Ok let me make it a little simple.

1. get some spinach
2. Beef Heart
3. Some liver oil
4. "OPTIONAL" some fish growth formula "Powders" forgot the name of the brand it was just so long ago. 

Ok guys, so this is the formula mostly everyone uses, not only for Betta, but for other fish as well. 

U have to boil the spinach till it becomes soft and easy to blend. Yes you will blend everything together. Then you clean your Beef Hearts, take away as much fat as possible. Cut it in tiny peaces, and put it in boiling water. Do not cook it! you just have to boil it till all the "CLOUDY" stuff comes out of the meat. This will prevent your tank from getting cloudy since it already came out when boiling. 
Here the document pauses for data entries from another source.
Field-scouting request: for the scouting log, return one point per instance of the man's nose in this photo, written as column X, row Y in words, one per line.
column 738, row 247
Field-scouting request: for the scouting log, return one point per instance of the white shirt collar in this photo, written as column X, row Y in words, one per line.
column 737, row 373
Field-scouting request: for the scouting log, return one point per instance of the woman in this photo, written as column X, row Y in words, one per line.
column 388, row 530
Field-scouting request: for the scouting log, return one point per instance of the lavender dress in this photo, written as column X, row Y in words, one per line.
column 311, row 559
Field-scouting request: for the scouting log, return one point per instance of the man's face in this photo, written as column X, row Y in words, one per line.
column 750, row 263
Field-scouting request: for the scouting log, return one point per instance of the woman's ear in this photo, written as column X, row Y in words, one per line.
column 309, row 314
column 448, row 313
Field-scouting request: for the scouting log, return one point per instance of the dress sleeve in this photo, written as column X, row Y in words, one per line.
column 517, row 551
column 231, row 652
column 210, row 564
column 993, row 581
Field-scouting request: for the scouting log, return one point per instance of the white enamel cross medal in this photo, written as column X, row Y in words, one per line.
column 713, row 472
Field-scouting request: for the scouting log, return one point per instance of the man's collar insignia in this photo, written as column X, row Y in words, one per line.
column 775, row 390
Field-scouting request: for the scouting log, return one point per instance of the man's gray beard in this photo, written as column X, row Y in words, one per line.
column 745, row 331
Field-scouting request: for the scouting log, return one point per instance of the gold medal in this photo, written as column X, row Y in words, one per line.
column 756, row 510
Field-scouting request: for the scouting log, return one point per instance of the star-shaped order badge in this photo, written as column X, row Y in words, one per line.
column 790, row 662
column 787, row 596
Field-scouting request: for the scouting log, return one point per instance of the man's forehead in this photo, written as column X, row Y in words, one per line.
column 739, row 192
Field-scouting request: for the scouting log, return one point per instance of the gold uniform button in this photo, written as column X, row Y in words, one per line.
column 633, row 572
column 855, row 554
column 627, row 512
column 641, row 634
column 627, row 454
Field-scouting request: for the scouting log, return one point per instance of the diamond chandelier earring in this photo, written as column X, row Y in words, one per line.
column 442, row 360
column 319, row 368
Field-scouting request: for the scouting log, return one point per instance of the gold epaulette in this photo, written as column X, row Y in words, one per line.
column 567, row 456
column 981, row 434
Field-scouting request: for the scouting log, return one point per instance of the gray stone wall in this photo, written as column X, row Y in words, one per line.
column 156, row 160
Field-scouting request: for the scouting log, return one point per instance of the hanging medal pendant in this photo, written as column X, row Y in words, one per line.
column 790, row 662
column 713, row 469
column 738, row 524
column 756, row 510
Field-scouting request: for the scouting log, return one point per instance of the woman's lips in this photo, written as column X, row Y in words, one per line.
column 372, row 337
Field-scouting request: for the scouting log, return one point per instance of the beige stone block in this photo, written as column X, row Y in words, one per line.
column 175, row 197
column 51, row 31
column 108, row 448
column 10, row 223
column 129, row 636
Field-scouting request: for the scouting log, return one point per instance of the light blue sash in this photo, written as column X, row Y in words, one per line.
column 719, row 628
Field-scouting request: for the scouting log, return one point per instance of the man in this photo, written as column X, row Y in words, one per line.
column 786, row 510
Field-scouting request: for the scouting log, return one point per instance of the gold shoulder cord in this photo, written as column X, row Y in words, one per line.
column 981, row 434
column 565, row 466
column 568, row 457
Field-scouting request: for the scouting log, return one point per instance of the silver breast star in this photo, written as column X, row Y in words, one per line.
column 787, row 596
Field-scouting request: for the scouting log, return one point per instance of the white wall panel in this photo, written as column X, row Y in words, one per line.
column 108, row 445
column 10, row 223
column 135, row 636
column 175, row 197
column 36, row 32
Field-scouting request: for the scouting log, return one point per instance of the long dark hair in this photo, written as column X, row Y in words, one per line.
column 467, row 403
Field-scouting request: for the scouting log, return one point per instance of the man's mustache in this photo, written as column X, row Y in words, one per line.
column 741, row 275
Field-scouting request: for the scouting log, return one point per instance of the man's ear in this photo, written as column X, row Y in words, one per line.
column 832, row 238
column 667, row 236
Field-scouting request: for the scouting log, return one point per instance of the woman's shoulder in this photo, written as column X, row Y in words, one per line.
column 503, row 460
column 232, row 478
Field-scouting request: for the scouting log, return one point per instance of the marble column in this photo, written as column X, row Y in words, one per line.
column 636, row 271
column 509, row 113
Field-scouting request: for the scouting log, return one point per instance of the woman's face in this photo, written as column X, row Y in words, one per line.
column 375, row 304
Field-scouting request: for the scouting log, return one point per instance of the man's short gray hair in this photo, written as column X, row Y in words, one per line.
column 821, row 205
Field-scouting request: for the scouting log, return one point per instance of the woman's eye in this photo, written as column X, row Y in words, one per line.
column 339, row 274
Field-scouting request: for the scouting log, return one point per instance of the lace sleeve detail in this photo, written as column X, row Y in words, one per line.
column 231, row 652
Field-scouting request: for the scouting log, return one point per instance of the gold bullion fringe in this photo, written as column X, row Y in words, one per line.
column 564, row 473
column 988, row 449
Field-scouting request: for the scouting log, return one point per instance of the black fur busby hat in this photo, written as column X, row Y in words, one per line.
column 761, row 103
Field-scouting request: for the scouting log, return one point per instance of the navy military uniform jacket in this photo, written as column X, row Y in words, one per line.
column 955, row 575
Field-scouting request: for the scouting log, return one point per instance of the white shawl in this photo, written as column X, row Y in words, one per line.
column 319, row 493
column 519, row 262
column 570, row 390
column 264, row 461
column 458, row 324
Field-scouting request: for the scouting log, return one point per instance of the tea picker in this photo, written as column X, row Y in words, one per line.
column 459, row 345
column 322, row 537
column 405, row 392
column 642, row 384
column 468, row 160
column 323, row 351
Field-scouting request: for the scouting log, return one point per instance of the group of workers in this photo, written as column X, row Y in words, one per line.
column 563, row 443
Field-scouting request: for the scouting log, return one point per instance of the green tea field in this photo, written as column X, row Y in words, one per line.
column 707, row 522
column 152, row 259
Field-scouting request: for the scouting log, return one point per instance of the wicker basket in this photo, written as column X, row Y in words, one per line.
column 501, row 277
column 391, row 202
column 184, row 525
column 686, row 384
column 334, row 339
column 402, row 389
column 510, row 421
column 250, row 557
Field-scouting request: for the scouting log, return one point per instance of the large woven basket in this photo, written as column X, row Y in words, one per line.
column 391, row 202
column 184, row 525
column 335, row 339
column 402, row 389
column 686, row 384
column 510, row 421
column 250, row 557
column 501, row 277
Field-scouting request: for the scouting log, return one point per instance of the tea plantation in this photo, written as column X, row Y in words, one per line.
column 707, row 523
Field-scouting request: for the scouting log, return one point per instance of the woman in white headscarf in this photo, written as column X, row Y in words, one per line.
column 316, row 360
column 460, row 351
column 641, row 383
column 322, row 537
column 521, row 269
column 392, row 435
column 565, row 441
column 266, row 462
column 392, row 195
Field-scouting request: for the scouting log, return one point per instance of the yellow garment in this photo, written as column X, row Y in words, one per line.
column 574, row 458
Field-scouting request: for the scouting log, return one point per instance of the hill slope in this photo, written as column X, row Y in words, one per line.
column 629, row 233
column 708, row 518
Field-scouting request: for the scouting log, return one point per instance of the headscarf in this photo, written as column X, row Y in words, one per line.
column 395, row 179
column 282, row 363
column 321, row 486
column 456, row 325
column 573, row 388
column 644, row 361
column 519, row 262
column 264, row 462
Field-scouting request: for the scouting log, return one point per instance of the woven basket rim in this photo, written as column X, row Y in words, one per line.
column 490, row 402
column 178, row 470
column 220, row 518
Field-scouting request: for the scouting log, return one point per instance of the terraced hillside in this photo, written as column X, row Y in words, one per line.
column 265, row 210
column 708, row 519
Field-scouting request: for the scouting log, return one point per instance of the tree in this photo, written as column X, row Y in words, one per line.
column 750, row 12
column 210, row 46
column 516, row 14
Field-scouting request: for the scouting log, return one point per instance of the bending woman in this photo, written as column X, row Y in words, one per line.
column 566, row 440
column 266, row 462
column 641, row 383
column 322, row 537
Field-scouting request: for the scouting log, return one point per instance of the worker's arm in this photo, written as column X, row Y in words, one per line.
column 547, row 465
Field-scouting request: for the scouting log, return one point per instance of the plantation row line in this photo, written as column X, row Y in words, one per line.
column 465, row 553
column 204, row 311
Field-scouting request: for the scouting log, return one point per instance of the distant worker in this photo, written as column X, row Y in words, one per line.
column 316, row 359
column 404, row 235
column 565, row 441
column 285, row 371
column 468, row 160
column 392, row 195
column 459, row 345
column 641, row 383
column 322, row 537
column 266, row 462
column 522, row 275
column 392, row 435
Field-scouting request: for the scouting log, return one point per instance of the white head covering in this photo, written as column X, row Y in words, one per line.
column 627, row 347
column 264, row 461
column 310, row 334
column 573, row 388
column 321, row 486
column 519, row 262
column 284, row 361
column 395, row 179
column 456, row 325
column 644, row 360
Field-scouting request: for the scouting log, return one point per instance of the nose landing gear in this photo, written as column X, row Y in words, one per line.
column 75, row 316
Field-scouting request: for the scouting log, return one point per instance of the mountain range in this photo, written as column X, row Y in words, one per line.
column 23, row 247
Now you proceed, and put everything in a blender or whatever u may use to get a really nice mixture. You put the spinach, beef hearts in there till you get your desire mixture. Then you need some Liver Oil and pour it over the mixture, if you got some fish growth powder that they sell at the LPS designed for discus or something like that. Add a Teaspoon into the mix. then add everything back to the blender and mix it till you get your desire mixture. Get some Zip bags for the freezer and freeze the mixture. When its frozen, its ready.

Its very simple guys. I hope my english was good enough for you guys lmao. It looks very similar to frozen brine shrimps, but its superior IMO if done correctly.


----------



## Fabian (Dec 16, 2011)

Good luck on your giants!


----------



## Fabian (Dec 16, 2011)

Is liver oil necessary?


----------



## Basement Bettas (May 12, 2012)

VictorP said:


> What about beefheart?


Not as easy to digest as not a natural meat for fish. I used to make it and did not see enough super growth to mess with it over a good pellet. Better recipe uses salmon and some green like peas or spirolina.


----------



## Fabian (Dec 16, 2011)

Peas?I tought they were not good for bettas?


----------



## Basement Bettas (May 12, 2012)

They need some sort of green in diet. I have used peas.. even spinach in my mix. Didn't use gelatin and put mine in syringes to when thawed just squished a little into each container. the fish loved it. got too many water changes to make it now and it funks up water real fast. must do a water change after feeding.


----------



## Junglist (Feb 23, 2012)

You can find frozen beefhearts at any petstore. My Thai neighbor says they feed them locally made soft pellets and live bloodworms


----------



## indjo (Jun 6, 2010)

I don't know about beef heart being the main ingredient. But I've used shrimp (salt or fresh). If I ever decide to use beef heart, I'd only use 10% of the total mixture. 

I've heard people using snails. I used them long time ago to make carp pellets. But never tried them for bettas.


----------



## Curlyfatbottom (Sep 29, 2011)

If your breeding blue base color beef heart is a good choice to power grow then
But if your batch is red base stick with the shrimp
Worm are easier to deal with
U can culture them year round


----------



## DBDXDragon (Aug 25, 2012)

Do u actually get a cows heart ?


----------



## Fabian (Dec 16, 2011)

Yes i think so.You can get them from butchers that sells beef.


----------